CARDFILE.EXE is a small, simple, database program that Microsoft included in Windows 3. It has a fixed database format consisting of a 39 character title, an optional text field of 440 characters, and a single optional OLE object. The title is also used as the sort key. The OLE objects can be pretty much anything that can be accessed via OLE -- a picture (BMP format only?), a sound, a program link, etc.
The cardfile program was ignored by most people, but a few people have found uses for it. Although CARDFILE was only shipped with Windows 3 (and Windows NT rel 3.51?), it runs fine with Windows 9, Me, 2000, and XP. It runs after a fashion on WINE under Linux but there are serious font problems and the OLE functions do not work. The WINE problems may or may not be insurmountable. (I'm looking into it Note, Aug 2010 -- never found a satisfactory answer).
The cardfile data format is extrordinarily complex for a rather simple program. For a wonder, Microsoft has actually documented the format https://support.microsoft.com/?scid=kb%3Ben-us%3B99340 Support Doc 99340. Regretably, the description document, while possibly correct, is quite incomprehensible. I had need to convert a cardfile data base to another format. I tried to use the MS documentation to do so and found that decoding the document was not really possible. At least I can't do it. So, I wrote my own description document
The cardfile file can be viewed as having three sections. There is a short header. The header is followed by a section containing the index data as a set of 52 byte records. The index data is followed by a set of variable length records containing object and/or text data for each index entry. The Windows 3 version of cardfile creates and uses eight bit ASCII encoding of text. The MS documentation implies that there is also a 16 bit Unicode varient of the file, but gives no real clue as to which fields are expanded to 16 bits per character, and whether or not there are other changes to the file format.
Section | Content |
---|---|
Header | Signature,Last Object ID,Number of Cards |
Indices | 39 character titles, pointer into Data section, and some trash |
Data | One Object and/or ASCII text field for each Index. In same order as Indices |
In the following discussion, all numbers describing the document are decimal counting from 1 unless otherwise stated. Pointers within the file are, of course binary, and presumably count from zero. Thus, for example, there is a data pointer (which will be binary, zero-based) in bytes 7-10 (decimal, counting from byte 1) of each index section entry. Technically, ASCII is a seven bit code with an eighth, undefined, leading bit. It is not clear whether the 8th (leading) bit of characters -- often used to encode non-ASCII characters -- is preserved. The MS documentation implies that it might not be, but it would take explicit effort not to preserve it, so it possibly is carried along. A quick (and not very thorough) test indicates that 8 bit are in fact preserved in both the title and text fields. The extra 128 characters may have to be input using right-Alt and the keypad. The exact character displayed will depend on the choice of code page used on the target PC.

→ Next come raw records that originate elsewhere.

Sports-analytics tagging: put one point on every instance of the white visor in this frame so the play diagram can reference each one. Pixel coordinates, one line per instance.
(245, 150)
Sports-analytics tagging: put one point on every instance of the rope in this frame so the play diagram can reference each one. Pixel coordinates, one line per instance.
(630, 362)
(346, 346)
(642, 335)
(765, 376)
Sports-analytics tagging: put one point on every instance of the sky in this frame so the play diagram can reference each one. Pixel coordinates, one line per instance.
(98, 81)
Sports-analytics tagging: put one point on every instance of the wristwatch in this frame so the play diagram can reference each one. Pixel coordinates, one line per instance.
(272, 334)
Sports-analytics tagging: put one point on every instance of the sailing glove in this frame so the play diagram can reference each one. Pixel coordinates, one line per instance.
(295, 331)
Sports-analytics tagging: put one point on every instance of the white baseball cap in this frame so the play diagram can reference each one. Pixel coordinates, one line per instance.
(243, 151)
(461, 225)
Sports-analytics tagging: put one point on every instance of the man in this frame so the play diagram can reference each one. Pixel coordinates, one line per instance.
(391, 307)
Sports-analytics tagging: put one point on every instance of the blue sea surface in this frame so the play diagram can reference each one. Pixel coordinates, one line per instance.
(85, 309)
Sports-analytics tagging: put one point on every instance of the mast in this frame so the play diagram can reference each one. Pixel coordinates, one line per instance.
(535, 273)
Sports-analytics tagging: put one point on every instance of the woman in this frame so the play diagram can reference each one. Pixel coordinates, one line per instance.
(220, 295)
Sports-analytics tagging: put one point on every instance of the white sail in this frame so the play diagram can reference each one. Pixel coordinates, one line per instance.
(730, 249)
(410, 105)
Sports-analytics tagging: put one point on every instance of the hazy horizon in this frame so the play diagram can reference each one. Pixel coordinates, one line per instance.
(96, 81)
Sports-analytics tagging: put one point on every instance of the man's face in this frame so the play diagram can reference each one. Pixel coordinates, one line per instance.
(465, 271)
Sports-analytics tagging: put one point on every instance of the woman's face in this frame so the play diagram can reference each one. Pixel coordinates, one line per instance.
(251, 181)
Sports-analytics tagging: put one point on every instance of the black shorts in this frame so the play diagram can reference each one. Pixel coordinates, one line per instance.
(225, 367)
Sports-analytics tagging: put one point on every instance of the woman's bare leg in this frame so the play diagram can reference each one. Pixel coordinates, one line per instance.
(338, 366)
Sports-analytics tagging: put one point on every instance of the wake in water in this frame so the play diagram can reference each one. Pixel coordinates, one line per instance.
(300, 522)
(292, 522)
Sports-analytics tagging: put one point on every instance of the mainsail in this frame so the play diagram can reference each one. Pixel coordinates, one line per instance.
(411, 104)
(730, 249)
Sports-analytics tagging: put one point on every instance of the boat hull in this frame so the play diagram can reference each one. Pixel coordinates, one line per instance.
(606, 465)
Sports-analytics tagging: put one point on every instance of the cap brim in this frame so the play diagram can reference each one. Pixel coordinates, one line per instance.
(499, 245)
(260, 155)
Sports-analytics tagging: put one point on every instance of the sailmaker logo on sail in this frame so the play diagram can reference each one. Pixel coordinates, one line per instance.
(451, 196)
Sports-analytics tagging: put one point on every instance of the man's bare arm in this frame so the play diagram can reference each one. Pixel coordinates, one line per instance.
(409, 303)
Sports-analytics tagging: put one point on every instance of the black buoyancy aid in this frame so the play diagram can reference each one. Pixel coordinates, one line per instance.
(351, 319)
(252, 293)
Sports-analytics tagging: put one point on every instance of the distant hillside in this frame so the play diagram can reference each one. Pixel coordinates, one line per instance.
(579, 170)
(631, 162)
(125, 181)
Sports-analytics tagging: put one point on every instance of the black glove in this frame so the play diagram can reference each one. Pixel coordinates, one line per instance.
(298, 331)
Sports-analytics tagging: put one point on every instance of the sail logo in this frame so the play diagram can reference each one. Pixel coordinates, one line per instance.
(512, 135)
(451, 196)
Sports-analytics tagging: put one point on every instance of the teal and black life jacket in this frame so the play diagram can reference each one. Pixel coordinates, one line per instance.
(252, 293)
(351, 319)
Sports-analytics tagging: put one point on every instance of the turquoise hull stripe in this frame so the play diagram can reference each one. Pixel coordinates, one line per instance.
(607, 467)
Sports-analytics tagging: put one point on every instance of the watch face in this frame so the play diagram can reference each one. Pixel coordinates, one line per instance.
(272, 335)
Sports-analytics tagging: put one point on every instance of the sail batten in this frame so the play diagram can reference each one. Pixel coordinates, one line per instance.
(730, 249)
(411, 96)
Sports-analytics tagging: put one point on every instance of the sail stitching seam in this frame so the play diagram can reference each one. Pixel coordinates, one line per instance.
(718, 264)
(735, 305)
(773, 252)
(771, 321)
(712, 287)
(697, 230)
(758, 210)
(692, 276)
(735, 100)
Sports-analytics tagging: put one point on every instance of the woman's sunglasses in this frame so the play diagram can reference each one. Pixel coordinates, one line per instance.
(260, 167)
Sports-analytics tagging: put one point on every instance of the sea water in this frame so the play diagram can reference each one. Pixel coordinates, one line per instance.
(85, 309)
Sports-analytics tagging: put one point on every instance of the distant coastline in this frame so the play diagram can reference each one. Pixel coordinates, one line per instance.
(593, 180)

Non-ASCII data storage appears to be in the usual unpleasant to work with Wintel Least Significant Byte First format.
Cardfile data files normally have the extension .CRD.
Known limits on cardfile. Most limits resulting from the format.
Value | Maximum |
---|---|
Index Text Size | 39 Bytes |
Data Text Size | 440 bytes (End of Line can be embedded, but each EOL consumes two bytes) |
Number of cards in file | 65535 |
Maximum length of the file | About 4.29GB, but the OS will very likely limit it to less |
The Cardfile header consists of a signature. This is normally the characters RRG, but MS implies that it could be DKO or MGC. It is unclear whether the signature has anything to do with the possible use of Unicode characters. The RRG signature files seem to contain one more four byte word in the header than do the MGC files. Aug 2010 See Afternote (somewhere below) for more information on MGC files
CARDFILE HEADER RECORD | ||
---|---|---|
Bytes | Contents | Notes |
1 thru 3 | The ASCII characters 'RRG' ('525247' hex) | Might be 'DKO' or 'MGC'. It's not clear which signatures the format described here applies to. |
4 thru 7 | ID of Last Object | It's not clear what, if anything, this is good for. I suspect that this might be used to create the next "Unique Object ID" in the Object data record by adding one to the current value. It appears not to be present in the MGC signature file format. |
8 and 9 and (10 and 11) | Number of 'cards' (entries) in the file | This is binary (of course) and appears to count from 1. And it's four bytes not two. |
(12-15) | Four bytes. Always 0?. Not documented |
The Index section contains one fixed length record (52 byte) for each card (entry) in the file. An Index entry consists of a 33 byte text description of the item, a 32 bit pointer to the rest of the data, and some trash. The cards presented to the user are ordered by the text description which is sorted as an ASCII string. The text descriptions are zero terminated strings and do not have to be a full 33 bytes. The remainder of the string will be filled with whatever was there previously -- a small security risk. The risk is small, not because failing to blank or zero fill the unused data space is a good idea, but because it isn't very likely that the inadvertantly exposed data will happen to be safe combinations, passwords, etc.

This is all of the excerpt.